- Genre: Horror
- Created by: Amjad Ibrahim
- Written by: Amjad Ibrahim
- Screenplay by: Amjad Ibrahim
- Directed by: Amjad Ibrahim
- Starring: Ahmed Azmeel; Sheela Najeeb; Zeenath Abbas; Ahmed Shaaz; Irufana Ibrahim; Mariyam Haleem;

Production
- Producers: Hussain Munawwar Abdulla Hafiz Mohamed Mirusam
- Cinematography: Mohamed Aiman
- Editor: Rafhan Shareef
- Running time: 19 minutes

Original release
- Network: Baiskoafu
- Release: 10 May – 11 June 2019

= Shhh (web series) =

Shhh is a Maldivian horror web television series developed for Baiskoafu by Amjad Ibrahim. It revolves around the haunting of a newly married couple. The series is produced by Hussain Munawwar, Abdulla Hafiz and Mohamed Mirusam.
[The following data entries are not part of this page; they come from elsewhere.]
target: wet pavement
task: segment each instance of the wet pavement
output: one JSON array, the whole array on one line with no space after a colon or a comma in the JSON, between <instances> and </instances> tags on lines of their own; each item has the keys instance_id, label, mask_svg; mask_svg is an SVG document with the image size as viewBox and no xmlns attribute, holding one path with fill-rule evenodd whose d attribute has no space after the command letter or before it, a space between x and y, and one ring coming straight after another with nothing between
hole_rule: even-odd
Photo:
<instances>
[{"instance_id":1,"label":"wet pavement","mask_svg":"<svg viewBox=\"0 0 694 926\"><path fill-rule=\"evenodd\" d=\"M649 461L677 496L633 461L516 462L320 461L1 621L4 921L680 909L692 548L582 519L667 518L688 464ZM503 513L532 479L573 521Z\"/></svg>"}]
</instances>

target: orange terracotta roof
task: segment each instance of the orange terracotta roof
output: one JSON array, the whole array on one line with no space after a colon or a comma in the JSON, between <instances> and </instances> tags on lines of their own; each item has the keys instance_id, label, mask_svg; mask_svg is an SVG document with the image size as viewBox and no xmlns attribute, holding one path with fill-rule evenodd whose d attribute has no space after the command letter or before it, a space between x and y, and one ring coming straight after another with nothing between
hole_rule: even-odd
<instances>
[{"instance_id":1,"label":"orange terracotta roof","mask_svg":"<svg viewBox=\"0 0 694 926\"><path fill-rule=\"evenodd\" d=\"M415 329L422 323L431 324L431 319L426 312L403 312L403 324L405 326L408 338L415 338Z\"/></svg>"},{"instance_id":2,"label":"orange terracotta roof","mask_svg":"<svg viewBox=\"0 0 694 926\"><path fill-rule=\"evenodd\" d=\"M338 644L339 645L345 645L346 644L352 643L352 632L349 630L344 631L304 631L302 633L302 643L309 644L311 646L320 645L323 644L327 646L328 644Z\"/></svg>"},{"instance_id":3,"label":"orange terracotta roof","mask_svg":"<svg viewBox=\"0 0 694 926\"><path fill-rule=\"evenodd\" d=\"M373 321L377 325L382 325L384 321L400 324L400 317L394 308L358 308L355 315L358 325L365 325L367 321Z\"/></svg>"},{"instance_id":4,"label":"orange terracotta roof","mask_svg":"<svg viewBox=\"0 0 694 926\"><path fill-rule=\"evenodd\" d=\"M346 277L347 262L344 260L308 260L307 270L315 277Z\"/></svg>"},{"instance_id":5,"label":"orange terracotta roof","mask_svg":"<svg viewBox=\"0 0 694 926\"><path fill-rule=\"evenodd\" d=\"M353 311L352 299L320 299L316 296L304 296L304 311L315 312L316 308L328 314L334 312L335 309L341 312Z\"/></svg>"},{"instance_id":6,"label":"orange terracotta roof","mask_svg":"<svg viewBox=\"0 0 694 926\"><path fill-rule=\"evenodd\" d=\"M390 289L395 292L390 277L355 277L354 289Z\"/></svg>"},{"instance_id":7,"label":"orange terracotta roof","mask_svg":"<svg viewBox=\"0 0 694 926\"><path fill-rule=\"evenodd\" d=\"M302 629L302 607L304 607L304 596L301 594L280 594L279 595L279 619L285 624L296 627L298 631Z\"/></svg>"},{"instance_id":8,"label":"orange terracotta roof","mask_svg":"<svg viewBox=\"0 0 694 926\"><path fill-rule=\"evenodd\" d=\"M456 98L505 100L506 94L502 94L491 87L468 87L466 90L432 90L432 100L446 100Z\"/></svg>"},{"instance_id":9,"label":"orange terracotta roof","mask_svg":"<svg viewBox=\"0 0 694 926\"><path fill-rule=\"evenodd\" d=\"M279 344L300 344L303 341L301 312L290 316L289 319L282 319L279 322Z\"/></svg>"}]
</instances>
The series stars Ahmed Azmeel, Sheela Najeeb, Zeenath Abbas, Ahmed Shaaz, Irufana Ibrahim and Mariyam Haleem pivotal roles. The first episode of the series was released on Baiskoafu on 10 May 2019.

==Cast and characters==
- Ahmed Azmeel as Sunil (5 episodes)
- Sheela Najeeb as Ram (2 episodes)
- Zeenath Abbas as Reesha (2 episodes)
- Ahmed Shaaz as Alifulhube (5 episodes)
- Irufana Ibrahim as Lucian (1 episode)
- Mariyam Haleem as Lucian's mother (2 episodes)
- Ali Nadheeh as Sunil's friend (1 episode)

==Episodes==

| No. in season | Title | Directed by | Original release date |
| 1 | "Episode 01" | Amjad Ibrahim | May 10, 2019 |
Reesha (Zeenath Abbas), after marrying Sunil (Ahmed Azmeel) temporarily moves to his house for a week and is terrified upon meeting the house owner, Alifulhube (Ahmed Shaaz) who sets strange rules to be followed by tenants; forbidding them from leaving and entering their room during the night time. Reesha begs Sunil to search for another place to stay though he tries to convince Reesha on staying. The first night, Reesha wakes up to a horrifying growling sound.
| 2 | "Episode 02" | Amjad Ibrahim | May 17, 2019 |
Reesha is petrified on seeing Alifulhube's face and helplessly stays the whole night awake. The next morning Sunil and Alifulhube have a conversation which inclines their past relationship and involvement. It is later revealed that Reesha and Sunil are not yet married but in a relationship. Meanwhile, Reesha discovers a closet full of wardrobes and a mobile phone. Alifulhube insists the couple on taking breakfast at home. While Reesha is in the kitchen she is stabbed to death by Sunil.
| 3 | "Episode 03" | Amjad Ibrahim | May 24, 2019 |
Reesha is being fed to an "undefined animal" which makes the horrifying growling sound when hungry. Sunil preys another woman, Lucian (Irufana Ibrahim) and brings her into the house while introducing Alifulhube as his uncle. Lucian plans her marriage with Sunil which is to be held in the following week. While she is making coffee in the kitchen, Sunil attacks her on the head with a hammer and she dies.
| 4 | "Episode 04" | Amjad Ibrahim | May 31, 2019 |
Lucian's belongings are incinerated and Sunil informs Lucian's mother that they are departing to abroad in a while. Meanwhile Ram (Sheela Najeeb) moves into Sunil's house and experiences weird incidents.
| 5 | "Episode 05" | Amjad Ibrahim | June 11, 2019 |
Ram is terrified on discovering a knife in the bathroom. Alibe warns Sunil to get rid of Ram as soon as possible. Ram suspects that Sunil and Alibe are hiding something from her. The following night, when both Sunil and Alibe are sleeping, Ram sneaks into the room where the growling sound was coming from.

==Development==
In April 2019, it was announced that Baiskoafu has collaborated with Amjad Ibrahim for a horror web series starring Sheela Najeeb, Ahmed Azmeel, Zeenath Abbas and Irufana Ibrahim. Entire series was filmed in Hulhumale. In an interview, talking about his first web series, Amjad Ibrahim stated; "considering the advancement in technology, this series is created for the digital audience and we have created never-seen-before horror scenes in this series thanks the young intellect in our crew".

==Release==
The first episode among the five episodes from the first season was released on 10 May 2019, on the occasion of 1440 Ramadan. Director Amjad Ibrahim revealed his intention of renewing the series for a second season based on its popularity. A new episode is scheduled to release on Friday 21:00 of every week.